The Shadowglass
Rare bone witch Tea’s heartsglass is turning a dreaded black as she uses her magic to recall loved ones from death. For now, she’s been able to hide its dark mottles, but she’s in a race to discover the nature of this corruption before it destroys her or those she loves. In Rin Chupeco’s The Shadowglass, the Bone Witch trilogy draws to a close. Tea uncovers the source of a world’s magic and revelations that threaten to change more than just her heartsglass.
Tea’s choices are the lynchpin of a knotted plot. A split narrative shifts between an unnamed bard who’s trying to understand her tide of destruction and Tea herself as she wrestles with changing magic. These narratives bridge past and present, stretching and compressing action and pacing but never fully converging.

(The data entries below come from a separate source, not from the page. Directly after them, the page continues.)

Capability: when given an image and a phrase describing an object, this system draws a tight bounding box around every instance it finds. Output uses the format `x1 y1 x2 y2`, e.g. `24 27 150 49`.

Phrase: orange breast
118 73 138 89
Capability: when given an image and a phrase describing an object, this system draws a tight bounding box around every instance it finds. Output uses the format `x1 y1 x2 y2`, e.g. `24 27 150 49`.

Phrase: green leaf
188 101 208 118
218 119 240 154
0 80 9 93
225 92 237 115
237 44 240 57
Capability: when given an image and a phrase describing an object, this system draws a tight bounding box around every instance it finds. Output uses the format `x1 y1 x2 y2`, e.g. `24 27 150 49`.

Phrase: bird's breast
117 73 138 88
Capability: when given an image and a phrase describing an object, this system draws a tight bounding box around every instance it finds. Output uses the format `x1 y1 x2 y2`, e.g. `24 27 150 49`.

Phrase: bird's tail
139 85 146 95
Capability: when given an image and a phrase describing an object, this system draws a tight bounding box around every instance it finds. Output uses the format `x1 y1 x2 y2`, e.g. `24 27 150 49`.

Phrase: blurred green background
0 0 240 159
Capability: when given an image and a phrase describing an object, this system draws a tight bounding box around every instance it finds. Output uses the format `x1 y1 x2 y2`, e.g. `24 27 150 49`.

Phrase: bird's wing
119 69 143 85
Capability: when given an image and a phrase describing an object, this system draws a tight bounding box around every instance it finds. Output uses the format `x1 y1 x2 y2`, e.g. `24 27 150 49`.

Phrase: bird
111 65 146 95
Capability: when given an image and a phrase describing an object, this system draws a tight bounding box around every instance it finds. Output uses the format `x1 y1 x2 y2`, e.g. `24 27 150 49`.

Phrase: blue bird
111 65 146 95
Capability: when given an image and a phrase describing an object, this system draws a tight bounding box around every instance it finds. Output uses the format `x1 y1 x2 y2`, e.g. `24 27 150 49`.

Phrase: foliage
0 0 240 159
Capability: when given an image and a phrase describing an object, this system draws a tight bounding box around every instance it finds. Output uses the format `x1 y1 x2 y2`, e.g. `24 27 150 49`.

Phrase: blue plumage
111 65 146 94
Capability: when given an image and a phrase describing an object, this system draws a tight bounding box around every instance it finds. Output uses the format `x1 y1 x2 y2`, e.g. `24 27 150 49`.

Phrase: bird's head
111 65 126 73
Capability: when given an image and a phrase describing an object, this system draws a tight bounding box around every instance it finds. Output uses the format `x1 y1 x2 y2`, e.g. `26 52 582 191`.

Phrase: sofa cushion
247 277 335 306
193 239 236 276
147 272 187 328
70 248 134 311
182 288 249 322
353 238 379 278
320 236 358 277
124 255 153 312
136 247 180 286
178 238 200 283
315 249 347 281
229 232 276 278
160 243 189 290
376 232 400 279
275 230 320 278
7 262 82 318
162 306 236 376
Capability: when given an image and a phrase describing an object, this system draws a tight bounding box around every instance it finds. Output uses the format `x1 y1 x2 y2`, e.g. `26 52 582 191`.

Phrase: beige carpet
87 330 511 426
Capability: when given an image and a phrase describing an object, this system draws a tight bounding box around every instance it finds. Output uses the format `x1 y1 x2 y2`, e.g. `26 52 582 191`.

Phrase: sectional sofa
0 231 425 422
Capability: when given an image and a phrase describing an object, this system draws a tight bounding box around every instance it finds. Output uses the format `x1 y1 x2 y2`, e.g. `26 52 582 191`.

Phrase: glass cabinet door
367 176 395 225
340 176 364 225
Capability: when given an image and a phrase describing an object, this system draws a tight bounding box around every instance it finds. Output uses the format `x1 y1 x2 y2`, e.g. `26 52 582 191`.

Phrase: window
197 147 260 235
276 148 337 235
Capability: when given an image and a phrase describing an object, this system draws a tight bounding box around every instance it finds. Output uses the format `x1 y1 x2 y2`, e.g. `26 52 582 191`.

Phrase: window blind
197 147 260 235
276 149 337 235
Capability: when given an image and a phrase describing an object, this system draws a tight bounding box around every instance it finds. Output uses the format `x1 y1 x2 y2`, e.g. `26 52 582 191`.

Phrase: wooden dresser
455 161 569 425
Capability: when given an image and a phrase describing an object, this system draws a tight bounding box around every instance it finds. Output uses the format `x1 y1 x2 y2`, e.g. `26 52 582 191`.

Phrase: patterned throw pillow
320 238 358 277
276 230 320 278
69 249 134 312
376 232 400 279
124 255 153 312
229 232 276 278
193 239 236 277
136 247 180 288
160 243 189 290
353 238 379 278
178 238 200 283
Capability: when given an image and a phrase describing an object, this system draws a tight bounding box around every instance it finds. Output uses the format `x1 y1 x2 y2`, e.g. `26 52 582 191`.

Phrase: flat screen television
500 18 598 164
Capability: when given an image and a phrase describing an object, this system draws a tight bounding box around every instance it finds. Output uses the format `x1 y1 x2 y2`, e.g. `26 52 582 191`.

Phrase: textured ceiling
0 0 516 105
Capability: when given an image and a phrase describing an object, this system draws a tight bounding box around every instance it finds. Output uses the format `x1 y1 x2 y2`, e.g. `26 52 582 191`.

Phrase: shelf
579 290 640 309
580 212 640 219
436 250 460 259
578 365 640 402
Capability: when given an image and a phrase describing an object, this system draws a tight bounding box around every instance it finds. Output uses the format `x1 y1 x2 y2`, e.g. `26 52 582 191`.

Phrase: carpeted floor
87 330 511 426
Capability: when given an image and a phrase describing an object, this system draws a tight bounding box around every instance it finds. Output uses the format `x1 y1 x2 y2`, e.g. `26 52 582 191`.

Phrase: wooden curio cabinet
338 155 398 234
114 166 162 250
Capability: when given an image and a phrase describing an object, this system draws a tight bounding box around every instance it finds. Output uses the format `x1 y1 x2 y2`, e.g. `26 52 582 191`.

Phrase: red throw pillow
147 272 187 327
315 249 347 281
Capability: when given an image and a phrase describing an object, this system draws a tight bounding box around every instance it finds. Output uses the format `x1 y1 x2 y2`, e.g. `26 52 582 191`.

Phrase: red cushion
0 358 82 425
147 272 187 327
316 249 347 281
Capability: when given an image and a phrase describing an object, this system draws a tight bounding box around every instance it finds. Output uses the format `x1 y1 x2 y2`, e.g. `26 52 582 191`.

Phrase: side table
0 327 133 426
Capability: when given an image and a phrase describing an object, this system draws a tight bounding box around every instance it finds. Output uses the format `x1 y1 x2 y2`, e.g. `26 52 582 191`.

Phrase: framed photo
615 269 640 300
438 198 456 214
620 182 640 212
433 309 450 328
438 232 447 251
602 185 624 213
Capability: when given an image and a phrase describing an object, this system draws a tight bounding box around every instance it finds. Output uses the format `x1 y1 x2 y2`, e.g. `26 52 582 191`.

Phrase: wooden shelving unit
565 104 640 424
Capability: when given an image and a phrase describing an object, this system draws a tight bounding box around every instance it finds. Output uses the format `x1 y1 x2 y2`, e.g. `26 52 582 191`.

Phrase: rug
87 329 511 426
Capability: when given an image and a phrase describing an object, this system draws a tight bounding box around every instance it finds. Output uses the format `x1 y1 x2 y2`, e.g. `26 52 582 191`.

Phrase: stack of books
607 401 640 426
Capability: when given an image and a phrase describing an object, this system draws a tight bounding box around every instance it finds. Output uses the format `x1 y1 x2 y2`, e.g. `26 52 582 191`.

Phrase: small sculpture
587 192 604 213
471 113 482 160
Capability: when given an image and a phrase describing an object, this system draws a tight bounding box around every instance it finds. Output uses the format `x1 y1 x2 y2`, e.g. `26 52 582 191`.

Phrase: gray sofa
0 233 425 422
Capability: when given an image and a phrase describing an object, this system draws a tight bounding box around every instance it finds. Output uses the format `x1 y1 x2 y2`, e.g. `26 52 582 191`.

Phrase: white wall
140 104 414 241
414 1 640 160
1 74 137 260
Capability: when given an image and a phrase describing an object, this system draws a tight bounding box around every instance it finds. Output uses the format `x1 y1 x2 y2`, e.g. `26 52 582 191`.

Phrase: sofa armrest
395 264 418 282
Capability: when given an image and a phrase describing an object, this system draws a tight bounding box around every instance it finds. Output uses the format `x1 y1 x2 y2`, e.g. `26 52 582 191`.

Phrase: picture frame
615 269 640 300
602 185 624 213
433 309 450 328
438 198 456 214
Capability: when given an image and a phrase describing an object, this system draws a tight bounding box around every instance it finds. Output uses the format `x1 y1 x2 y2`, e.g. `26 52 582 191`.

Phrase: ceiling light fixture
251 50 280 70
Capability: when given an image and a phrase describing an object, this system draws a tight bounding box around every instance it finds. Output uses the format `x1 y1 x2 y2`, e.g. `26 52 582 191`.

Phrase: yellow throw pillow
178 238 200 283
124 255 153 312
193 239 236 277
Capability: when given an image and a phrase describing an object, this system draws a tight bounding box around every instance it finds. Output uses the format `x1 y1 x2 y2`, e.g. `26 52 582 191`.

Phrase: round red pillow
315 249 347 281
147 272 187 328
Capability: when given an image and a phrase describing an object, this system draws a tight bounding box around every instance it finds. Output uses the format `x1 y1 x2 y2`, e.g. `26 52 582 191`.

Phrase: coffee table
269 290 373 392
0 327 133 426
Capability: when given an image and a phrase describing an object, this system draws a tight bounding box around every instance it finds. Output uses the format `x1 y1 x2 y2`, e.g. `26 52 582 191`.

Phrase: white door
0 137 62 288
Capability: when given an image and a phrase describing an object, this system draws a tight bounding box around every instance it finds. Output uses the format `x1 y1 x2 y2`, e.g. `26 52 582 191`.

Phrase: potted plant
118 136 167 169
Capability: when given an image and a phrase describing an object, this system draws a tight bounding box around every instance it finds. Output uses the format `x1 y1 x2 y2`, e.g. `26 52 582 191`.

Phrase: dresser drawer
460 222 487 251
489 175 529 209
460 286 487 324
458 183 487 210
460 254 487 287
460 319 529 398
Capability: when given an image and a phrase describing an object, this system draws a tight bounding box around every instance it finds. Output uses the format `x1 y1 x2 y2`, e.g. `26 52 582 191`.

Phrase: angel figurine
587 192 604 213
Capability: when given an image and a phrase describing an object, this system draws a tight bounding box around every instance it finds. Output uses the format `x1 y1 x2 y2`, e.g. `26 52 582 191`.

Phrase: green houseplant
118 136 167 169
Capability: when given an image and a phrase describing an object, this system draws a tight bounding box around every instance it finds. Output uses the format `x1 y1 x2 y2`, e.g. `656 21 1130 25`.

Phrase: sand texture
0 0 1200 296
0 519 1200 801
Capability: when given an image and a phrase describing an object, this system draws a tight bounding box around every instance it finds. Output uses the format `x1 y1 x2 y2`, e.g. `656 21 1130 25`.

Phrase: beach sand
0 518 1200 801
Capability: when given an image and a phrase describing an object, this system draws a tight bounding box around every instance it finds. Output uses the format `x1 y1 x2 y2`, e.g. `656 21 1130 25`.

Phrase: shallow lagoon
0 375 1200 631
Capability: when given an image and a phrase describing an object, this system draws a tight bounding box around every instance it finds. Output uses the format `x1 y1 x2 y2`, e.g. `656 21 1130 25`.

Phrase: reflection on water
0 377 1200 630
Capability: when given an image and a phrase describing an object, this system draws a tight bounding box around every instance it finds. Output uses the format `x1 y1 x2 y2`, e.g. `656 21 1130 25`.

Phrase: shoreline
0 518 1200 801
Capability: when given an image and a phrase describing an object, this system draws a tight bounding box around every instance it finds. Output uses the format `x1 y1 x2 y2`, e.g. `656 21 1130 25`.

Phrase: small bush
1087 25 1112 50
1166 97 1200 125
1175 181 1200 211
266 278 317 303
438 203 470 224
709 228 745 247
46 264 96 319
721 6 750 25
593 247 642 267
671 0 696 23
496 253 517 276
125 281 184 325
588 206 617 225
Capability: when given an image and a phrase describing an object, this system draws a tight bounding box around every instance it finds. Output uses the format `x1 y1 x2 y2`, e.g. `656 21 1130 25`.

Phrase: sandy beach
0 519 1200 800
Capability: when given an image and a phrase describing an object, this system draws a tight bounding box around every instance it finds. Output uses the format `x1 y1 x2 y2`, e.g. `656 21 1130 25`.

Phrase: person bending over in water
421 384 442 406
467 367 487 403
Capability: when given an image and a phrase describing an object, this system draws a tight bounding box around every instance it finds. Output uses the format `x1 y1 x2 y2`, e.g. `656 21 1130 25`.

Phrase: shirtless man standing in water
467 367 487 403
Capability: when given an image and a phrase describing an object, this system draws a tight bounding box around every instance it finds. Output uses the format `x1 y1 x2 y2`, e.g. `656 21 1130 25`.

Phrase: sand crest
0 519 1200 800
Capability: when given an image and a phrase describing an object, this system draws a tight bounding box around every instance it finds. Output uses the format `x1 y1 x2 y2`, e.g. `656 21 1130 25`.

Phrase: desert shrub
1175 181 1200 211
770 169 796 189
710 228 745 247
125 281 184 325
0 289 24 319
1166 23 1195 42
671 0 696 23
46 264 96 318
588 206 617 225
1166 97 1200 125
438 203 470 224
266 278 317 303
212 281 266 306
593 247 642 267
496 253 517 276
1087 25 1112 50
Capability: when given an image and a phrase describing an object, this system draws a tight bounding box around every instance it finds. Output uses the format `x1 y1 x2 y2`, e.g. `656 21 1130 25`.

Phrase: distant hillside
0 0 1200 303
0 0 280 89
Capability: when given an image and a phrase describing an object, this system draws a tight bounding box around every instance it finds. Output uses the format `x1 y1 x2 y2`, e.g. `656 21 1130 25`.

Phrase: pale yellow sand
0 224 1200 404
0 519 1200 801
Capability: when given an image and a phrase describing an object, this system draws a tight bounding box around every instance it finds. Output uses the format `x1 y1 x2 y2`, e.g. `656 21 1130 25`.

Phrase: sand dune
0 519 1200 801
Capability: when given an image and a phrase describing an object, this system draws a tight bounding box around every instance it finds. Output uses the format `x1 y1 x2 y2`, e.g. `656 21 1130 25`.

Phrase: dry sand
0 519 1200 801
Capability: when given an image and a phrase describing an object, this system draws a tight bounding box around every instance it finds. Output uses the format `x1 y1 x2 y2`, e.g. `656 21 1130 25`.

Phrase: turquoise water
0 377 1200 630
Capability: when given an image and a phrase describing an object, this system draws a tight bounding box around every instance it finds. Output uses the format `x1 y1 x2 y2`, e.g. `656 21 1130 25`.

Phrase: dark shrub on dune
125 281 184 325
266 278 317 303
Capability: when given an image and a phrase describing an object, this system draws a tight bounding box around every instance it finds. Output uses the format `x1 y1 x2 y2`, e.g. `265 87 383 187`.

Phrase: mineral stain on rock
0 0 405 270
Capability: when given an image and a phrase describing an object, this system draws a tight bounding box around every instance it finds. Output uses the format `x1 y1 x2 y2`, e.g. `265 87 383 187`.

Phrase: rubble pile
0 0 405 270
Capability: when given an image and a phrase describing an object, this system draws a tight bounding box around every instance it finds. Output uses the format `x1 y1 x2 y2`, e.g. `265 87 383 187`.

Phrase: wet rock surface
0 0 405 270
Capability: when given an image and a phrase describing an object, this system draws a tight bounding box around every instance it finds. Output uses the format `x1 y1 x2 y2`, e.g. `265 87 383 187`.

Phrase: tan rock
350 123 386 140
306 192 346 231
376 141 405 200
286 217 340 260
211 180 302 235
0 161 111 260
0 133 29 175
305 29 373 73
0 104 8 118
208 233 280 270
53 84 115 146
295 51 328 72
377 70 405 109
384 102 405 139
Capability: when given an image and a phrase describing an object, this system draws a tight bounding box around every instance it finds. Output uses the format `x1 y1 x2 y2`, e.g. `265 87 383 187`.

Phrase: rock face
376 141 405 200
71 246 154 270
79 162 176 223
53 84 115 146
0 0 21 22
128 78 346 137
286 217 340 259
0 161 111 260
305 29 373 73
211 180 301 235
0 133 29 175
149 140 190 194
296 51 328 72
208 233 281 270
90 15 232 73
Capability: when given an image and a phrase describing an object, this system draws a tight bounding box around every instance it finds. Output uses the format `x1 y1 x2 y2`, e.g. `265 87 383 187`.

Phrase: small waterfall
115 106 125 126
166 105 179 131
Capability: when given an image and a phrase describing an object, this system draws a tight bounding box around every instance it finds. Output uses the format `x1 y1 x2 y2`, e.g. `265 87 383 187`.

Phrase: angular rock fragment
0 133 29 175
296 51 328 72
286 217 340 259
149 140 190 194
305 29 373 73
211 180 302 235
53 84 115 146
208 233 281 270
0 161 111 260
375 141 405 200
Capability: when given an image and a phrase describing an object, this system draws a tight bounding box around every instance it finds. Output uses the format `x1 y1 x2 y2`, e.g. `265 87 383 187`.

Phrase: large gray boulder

Tea flip-flops from a flawed hero to a sympathetic villain and back. Teasing out which deaths are valid and which aren’t becomes increasingly difficult once the bodies start dropping—both in terms of Tea’s own internal code and the novel’s moral arc.
The novel withholds its answers until the final battle, not laying the groundwork for Tea’s revelations. After a quest of increasing melodrama and tension, when the last battle’s joined, the truth she unmasks isn’t traceable. Most of her discoveries lie outside the narrative’s action and are delivered as a fait accompli.
Perhaps most satisfying if read within the series, The Shadowglass is a story already in motion, its dense cast of characters and sprawling plot all converging on a conclusion.